I have always thought of the autumn as the beginning of the gardening year. A time to take stock whilst everything is still standing and memories are fresh from the growing season. A gentle pause before winter works and plans can be put into action.
This autumn is special, because I am taking a three-month sabbatical. I have worked consistently hard since starting my working life, taking very little time for myself in pursuit of the next step. Increasingly, and as the garden here grows and gently demands my attention, it has become a useful reminder that my energy should not always be directed outward. A garden needs time, not only in the tending, but also in the quiet of reflection. Which is the right way to steer one’s energy to shape future outcomes and, if you take the time to listen, which path is the right path, the one that reciprocates for the choices being meaningful?
So, after a year of planning for this moment with my team in the studio, I am now stepping into a period of recharge. A hard-won and slightly scary place for its unfamiliarity, but one that will bring with it clarity and new ways of seeing to galvanise the next chapter. The adventure will take me first to Mexico to meet up with a former colleague, Hortense Blanchard, who has a successful landscape practice, Estudio Ome , with her partner, Susana Rojas Saviñón. Together we will visit the work of the great Luis Barragán and the surreal jungle garden of Las Pozas, created by Edward James. Later I travel to Chile to visit landscape designer Teresa Moller, who I first met when I was there twenty years ago, when we talked about projects that have now become reality. We will travel to see some of her dialogues with landscape – her approach is always elegant and only what is needed to tease the essence from a place – and we will go on to see the wild places. To the Atacama Desert in the north to and the ancient Monkey Puzzle forests in the south.
I will also be making some still time to be here. Time I will savour for having it in hand and not having to fight for. The opportunity to stand in the middle of a garden that is maturing and in need of some careful thought to bring back the detail where we have been going through the motions of maintenance and not taken a pause to review. If I give myself the chance to truly look, I will know then where there may need to be more dramatic edits to make way for change. I have a stock bed of plants that have been watched and considered and it is now time to see what they are capable of in this ever-evolving canvas.
The falling away of autumn is one of my favourite seasons for it being forgiving. A push through paths that are now overhung with growth which is no longer a threat to orderliness. It is too late for such concerns and time to let go of the reins a little. The amsonia, that for the summer have simply been foliage, are now lit from within and a foil to a spill of Symphyotrichum ‘Photograph’. The perfectly flat seedheads on the Chasmanthium latifolium so crisp, as their leaves tatter and butter. It is a moment to savour the imperfection and its juxtaposition with the last flush.
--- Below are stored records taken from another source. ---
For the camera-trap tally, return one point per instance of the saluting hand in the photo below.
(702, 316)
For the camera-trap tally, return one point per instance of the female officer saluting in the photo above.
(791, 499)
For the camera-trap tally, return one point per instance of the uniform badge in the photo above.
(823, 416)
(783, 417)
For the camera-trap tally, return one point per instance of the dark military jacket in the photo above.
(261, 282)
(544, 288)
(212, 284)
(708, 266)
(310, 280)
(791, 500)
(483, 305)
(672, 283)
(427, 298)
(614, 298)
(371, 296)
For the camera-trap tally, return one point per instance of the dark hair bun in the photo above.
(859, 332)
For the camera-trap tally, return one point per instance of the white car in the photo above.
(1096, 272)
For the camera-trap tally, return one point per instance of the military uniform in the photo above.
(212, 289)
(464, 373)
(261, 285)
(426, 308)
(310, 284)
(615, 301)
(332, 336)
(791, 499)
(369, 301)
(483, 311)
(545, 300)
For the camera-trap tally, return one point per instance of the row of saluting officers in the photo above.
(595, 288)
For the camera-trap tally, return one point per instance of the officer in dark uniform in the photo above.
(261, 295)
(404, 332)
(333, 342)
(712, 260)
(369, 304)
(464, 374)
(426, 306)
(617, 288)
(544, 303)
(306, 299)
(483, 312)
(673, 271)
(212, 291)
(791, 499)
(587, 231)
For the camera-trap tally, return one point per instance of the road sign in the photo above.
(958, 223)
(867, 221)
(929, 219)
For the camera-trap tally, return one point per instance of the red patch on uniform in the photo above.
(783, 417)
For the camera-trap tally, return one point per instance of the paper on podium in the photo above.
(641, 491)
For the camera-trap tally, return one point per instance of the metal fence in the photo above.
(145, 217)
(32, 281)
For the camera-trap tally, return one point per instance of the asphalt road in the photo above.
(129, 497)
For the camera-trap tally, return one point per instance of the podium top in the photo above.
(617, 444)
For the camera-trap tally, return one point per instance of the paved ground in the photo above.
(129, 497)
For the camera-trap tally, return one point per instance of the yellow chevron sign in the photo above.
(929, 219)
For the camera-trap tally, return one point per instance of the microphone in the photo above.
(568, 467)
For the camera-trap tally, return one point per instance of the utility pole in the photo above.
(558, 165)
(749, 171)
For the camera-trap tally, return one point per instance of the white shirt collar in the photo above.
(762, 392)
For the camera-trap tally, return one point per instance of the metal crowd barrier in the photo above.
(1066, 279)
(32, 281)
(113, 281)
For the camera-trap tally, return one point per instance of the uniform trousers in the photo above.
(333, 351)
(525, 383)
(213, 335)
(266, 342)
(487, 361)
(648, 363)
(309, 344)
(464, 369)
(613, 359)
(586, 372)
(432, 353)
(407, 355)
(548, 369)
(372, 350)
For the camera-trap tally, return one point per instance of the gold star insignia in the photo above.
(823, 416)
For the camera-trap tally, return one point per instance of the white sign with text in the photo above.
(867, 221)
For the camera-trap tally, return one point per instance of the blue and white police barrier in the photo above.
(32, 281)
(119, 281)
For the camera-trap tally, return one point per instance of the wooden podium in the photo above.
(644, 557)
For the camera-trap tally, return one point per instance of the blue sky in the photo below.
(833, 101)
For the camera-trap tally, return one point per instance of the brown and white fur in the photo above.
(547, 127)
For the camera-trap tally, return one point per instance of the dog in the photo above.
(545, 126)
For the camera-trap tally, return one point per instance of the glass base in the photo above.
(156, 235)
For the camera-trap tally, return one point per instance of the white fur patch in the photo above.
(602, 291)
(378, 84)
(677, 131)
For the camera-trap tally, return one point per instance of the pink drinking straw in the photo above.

Golden sternbergia and pink nerine throwing all their stored energy forward into October. The brave last spears on the Kniphofia thomsonii and the delicate late buckwheat amongst the plumage of Miscanthus sinensis ‘Krater’. I will be keeping a journal and a sketchbook and will report back as the adventure unravels so that Dig Delve will also be nurtured in these coming weeks. But before I go off on my first leg to Mexico next week, I will be sowing seed gathered from the garden and given to me by friends who make giving easy and meaningful. A featherlight envelope full of promise. The onward journey and a return to first germination and the prospect of the new.